TAIPEI -- Taiwan's High Court ordered all ballot boxes sealed yesterday as thousands of protesters demanded a recount in President Chen Shui-bian's reelection, saying the balloting was marred by voting irregularities and an apparent assassination attempt that wounded the incumbent.
The court said it was sealing the boxes to preserve evidence, but it did not order a recount of Saturday's vote as requested by challenger Lien Chan. The opposition also said it would seek to nullify Chen's narrow victory, arguing he unfairly received sympathy votes because of the election-eve shooting, which remained unexplained.
Chen, who campaigned on a China-bashing platform, and Vice President Annette Lu were shot and slightly wounded while riding in an open jeep Friday in Chen's hometown, Tainan.
Nobody has been arrested, and police have not identified any suspects. A $718,750 reward has been offered for information leading to an arrest.

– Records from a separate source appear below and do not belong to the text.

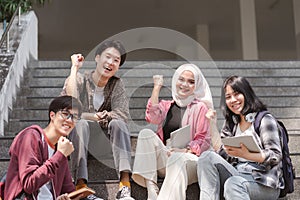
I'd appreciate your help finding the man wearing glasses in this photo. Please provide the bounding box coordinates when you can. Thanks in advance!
[61,40,133,200]
[4,96,81,200]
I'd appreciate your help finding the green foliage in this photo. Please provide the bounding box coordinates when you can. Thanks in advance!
[0,0,47,21]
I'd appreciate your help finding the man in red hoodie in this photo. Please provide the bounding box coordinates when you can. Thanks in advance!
[4,96,81,200]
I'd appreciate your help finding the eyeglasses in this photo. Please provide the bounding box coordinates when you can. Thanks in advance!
[60,110,80,122]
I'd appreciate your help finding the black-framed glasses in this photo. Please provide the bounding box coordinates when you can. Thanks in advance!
[60,110,80,122]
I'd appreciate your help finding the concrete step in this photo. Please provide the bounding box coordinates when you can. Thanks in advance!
[0,61,300,200]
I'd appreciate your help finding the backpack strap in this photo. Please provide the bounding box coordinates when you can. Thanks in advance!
[254,110,270,136]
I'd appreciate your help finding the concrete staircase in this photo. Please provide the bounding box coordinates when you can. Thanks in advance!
[0,61,300,200]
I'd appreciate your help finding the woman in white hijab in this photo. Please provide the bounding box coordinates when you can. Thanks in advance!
[132,64,213,200]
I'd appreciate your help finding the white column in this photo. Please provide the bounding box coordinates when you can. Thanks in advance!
[240,0,258,60]
[293,0,300,59]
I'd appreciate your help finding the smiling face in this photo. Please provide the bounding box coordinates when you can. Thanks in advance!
[95,47,121,79]
[225,85,245,115]
[50,109,78,136]
[176,70,195,99]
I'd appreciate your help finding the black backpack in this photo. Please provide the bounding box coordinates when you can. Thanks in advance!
[254,111,295,197]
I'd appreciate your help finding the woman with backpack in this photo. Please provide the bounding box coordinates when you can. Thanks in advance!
[197,76,284,200]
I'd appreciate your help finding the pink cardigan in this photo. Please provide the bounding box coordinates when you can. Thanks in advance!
[146,99,210,156]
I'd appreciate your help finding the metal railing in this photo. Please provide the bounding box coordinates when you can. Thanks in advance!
[0,2,21,53]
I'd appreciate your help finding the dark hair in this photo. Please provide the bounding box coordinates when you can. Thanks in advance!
[220,75,267,121]
[48,96,82,123]
[95,40,126,66]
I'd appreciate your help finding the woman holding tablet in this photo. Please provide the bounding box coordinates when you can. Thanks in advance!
[198,76,283,200]
[132,64,213,200]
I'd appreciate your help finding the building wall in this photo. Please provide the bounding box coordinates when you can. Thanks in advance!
[34,0,297,60]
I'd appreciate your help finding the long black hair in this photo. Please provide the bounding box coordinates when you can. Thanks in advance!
[220,75,267,122]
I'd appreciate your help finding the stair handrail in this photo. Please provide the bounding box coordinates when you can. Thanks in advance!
[0,1,21,53]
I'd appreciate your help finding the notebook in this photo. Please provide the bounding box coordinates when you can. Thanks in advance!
[221,135,260,152]
[167,125,191,148]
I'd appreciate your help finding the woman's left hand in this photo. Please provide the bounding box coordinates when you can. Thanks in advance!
[224,144,249,158]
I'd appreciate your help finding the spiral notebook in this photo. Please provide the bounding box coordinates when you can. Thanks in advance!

Chen won Saturday's election with 50.1 percent of the vote, compared with 49.9 percent for Lien -- a margin of only 30,000 votes.
But Taiwan's first island-wide referendum, also held Saturday and championed by Chen, failed because many voters decided to boycott it.
The ballot question was fiercely opposed by China, which saw it as a rehearsal for a vote on Taiwan independence. China and Taiwan split amid civil war in 1949, and China wants the island to rejoin the mainland.
Lien has pushed for a more conciliatory approach toward China. His party said Chen did not have legal authority to call the referendum and successfully rallied Taiwanese to skip the vote.
About 10,000 demonstrators gathered in Taipei clamoring for an immediate recount, police said.
Speaking to the protesters, Lien said he was demanding that the government form a special task force with medical and criminal specialists to investigate the attack on Chen and its influence on the election.